La parti a traversé la dernière décennie du XXème siècle et la première du XXIème avec des hauts et des bas, d’éclatantes victoires comme l’élection de Marco Formentini en tant que Maire de Milan en 1993, ou la participation à plusieurs gouvernements, mais aussi de débâcles et défaites plus ou moins cinglantes.

Bossi est resté aux commandes du parti durant toutes ces années, devenant ministre de plusieurs gouvernements successifs de Silvio Berlusconi et poussant son parti vers une stratégie dite “di lotta e di governo”, de lutte et de gouvernement, synthèse de la capacité qu’ont certains populistes quand ils arrivent au pouvoir à continuer à cracher sur l’élite politique tout en en faisant partie.

Les choses n’allaient donc pas si mal pour la Ligue jusqu’à 2012, quand le parti est secoué par un scandale sans précédents.
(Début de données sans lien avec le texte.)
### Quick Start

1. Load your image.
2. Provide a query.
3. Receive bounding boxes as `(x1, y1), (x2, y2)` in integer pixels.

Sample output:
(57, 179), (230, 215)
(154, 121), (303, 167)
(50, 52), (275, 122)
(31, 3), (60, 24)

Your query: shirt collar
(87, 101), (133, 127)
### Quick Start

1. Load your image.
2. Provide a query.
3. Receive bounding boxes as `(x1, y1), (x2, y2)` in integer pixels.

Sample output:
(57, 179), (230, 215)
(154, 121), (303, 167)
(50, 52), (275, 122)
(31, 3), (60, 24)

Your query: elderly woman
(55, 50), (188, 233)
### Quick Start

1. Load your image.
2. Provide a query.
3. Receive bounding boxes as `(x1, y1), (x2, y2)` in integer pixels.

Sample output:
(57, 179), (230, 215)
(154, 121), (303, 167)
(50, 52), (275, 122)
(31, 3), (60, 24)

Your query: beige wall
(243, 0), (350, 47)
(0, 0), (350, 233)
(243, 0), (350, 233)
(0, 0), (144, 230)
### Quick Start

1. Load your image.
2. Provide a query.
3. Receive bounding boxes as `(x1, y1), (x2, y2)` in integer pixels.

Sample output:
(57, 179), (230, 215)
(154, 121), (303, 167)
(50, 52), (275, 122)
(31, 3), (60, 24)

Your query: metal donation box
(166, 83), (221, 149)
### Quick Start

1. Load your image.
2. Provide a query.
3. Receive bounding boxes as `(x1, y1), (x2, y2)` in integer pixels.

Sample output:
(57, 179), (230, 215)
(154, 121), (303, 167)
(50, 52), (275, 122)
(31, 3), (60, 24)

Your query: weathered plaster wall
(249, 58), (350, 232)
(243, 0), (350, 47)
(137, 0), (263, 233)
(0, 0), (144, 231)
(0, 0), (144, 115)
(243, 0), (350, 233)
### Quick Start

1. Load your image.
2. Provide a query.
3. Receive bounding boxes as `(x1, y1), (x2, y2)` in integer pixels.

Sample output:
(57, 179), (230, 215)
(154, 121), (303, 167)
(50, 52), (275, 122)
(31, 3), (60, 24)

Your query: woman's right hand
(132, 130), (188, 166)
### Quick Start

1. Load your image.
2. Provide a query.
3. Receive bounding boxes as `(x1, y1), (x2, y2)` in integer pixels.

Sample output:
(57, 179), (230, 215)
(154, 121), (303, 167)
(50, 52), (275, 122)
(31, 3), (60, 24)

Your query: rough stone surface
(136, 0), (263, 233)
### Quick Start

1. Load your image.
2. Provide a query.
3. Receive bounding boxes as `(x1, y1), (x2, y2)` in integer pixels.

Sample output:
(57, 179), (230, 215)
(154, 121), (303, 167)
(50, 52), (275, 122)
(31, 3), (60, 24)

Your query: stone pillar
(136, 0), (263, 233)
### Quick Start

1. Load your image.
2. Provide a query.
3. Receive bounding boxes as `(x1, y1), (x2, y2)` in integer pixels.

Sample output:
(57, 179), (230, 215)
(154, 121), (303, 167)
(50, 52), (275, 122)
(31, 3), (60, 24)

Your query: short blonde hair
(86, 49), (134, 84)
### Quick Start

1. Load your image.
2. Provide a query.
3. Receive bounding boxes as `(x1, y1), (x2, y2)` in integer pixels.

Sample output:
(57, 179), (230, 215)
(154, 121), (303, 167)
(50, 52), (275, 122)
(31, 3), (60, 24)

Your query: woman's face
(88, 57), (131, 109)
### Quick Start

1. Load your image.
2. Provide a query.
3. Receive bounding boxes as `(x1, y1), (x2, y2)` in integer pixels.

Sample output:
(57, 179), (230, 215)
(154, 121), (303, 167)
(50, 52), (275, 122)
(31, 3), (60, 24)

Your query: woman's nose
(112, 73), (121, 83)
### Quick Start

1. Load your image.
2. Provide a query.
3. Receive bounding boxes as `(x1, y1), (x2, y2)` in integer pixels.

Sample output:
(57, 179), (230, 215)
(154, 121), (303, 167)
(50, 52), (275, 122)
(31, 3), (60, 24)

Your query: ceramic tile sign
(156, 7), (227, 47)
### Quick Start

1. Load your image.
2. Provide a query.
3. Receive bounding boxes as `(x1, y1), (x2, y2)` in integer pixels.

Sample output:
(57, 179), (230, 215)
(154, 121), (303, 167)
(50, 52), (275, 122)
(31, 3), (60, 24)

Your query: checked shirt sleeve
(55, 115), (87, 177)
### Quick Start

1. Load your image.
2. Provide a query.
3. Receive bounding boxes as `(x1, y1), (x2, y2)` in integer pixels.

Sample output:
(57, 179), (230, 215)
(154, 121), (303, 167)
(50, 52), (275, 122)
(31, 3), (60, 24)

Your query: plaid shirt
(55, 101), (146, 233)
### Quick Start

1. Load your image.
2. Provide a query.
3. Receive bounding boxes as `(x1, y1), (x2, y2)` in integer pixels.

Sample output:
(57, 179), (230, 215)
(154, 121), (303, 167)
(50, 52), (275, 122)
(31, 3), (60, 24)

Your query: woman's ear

Bossi et certains de ses proches collaborateurs sont accusés d’avoir détourné des centaines de milliers d’euros  à des fins personnelles, notamment pour acheter voitures, articles de luxe ou… un diplôme d’une fausse université albanaise pour le cadet de la famille : Renzo Bossi.

Suite à ce tremblement de terre, Umberto Bossi a démissionné de sa charge de premier secrétaire du parti, et a été remplacé fin 2013 par Matteo Salvini, jeune chef de groupe de la Ligue au Conseil communal de Milan, eurodéputé et tenant de l’aile dure du parti.

                                   Salvini en Une de l’hebdomadaire “Oggi” du 4 décembre 2014

En moins de quatre ans Salvini a transformé la Ligue d’un parti indépendantiste à un parti nationaliste, renforçant le discours xénophobe et anti-système qui était déjà le sien et gommant toute hostilité vis-à-vis des italiens du Sud.

L’ennemi pour la Ligue ce ne sont plus les méridionaux ou la bureaucratie romaine, mais les immigrés et l’Union Européenne.

Avec une admiration affichée pour Marine Le Pen et un certain goût pour la peopolisation ( voir ci-dessus)  Salvini a réussi l’exploit de garder sa base électorale lombarde, vénitienne ou piémontaise tout en élargissant son électorat aux régions du Centre et du Sud de la Péninsule, jusque là plutôt réfractaires à voter pour un parti qui les insultait et méprisait ouvertement.

 

Des sections de la Ligue ont été créées dans toutes les régions d’Italie, et des listes présentées sous la dénomination “Noi con Salvini” (nous avec Salvini) aux élections régionales en Sardeigne et dans les Pouilles.

Le thème de la lutte contre l’immigration a été développé à l’extrême, au point de s’allier à des mouvements ouvertement fascistes comme Casa Pound pour organiser des manifestations et marches anti-étrangers.

La Ligue est ainsi devenue une sorte de copie italienne du Front National, et le dernier pas de cette spectaculaire et inquiétante transformation a été franchi à la fin du mois d’octobre 2017, avec l’abandon du terme “Nord” dans le nom officiel du parti.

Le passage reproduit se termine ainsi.